And with the night came another thought to Auntie.
"Sylvia and Molly," she said the next morning, "I have been thinking so about those poor people—the man who found the watch I mean—and his family," for he had told them he was married and had children. "I do feel so grateful to him. I feel that I must go and see for myself if they are so very poor. You have the exact address?"
"Oh yes," Molly replied, "we wrote it down. But oh, Auntie dear, you will let us go with you."
Auntie hesitated a little, but yielded in the end.
"You will promise to let me go in first," she said, "just to see that it is quite respectable, and no infectious illness or anything that could hurt you."
Bernard hardly knew his little wife again when he got home that evening. The fifty francs had greatly cheered her the night before, but their influence could not explain the state of delight between tears and laughter in which he found her this time.

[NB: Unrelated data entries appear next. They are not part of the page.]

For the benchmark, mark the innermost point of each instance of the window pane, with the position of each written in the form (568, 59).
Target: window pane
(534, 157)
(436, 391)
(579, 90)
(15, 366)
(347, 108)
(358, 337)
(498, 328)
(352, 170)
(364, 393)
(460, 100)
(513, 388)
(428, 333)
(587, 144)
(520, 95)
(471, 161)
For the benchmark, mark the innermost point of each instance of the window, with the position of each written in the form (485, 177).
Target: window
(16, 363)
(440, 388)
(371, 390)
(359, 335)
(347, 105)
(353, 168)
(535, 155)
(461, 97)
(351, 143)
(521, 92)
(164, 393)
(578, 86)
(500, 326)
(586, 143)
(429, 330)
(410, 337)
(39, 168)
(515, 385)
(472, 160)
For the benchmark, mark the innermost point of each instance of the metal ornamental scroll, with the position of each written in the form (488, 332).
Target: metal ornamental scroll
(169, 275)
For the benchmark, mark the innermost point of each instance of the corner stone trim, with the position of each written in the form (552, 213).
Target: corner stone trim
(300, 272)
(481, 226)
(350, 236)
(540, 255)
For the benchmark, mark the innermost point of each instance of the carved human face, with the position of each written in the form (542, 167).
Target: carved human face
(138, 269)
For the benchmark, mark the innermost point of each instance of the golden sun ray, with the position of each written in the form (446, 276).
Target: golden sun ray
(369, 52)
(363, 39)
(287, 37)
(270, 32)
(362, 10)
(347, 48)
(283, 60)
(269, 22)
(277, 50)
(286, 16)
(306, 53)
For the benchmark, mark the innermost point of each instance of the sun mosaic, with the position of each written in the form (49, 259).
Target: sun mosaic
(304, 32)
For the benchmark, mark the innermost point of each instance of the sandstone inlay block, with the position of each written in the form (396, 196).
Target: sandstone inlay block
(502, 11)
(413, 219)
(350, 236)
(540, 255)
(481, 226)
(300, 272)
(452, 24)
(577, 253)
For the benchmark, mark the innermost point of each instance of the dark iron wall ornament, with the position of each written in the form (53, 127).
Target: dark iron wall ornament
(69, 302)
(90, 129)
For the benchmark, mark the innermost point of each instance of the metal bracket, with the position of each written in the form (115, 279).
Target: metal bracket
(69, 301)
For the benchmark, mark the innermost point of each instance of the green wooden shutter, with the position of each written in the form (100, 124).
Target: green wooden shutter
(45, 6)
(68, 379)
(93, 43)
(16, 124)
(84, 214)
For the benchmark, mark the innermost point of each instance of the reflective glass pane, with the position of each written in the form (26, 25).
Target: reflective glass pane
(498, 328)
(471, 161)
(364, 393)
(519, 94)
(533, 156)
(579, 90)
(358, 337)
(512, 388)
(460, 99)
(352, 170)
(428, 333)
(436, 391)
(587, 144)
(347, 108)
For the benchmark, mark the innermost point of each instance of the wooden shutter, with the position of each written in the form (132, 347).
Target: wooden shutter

"Oh, my friend—oh, Bernard," she exclaimed, "what a happy thing it was for us that you found the watch's owner and took it at once! They have been here; only fancy such distinguished ladies coming themselves so far just to see if they could be of any service to us in return for ours to them. That was how they put it—was it not touching? The old lady"—poor Auntie, I don't think she would quite have liked that!—"to whom belongs the watch, so good and kind, oh, so kind; and the younger ones two angels, angels simply, I repeat it, Bernard. And when they heard all—I could hide nothing, they questioned me with such sympathy, about Paul's bronchitis and all—they set to work to consider how best they could help us. The lady gave Paul, into his own little hand, another note of fifty francs. That will clear off everything, and make us quite as well off as before his illness; and besides that, they have a good deal of work they want me to do, that will be well paid, better paid than what I do for the shops. And they will try to recommend me to some of their friends,—what I have always wished for, to work for ladies direct instead of for the shops. Oh, Bernard, it was a happy day for us when you found that old watch!"
There is no need to say that Auntie and her nieces were as good as their word.
"On the whole," said Molly, with her customary philosophy, "it was almost worth while to go through all the unhappiness for the sake of the delight of getting the watch back again, especially as it really has been a good thing for those nice poor people. But, Auntie, you will have all your dresses made with watch-pockets now, won't you?"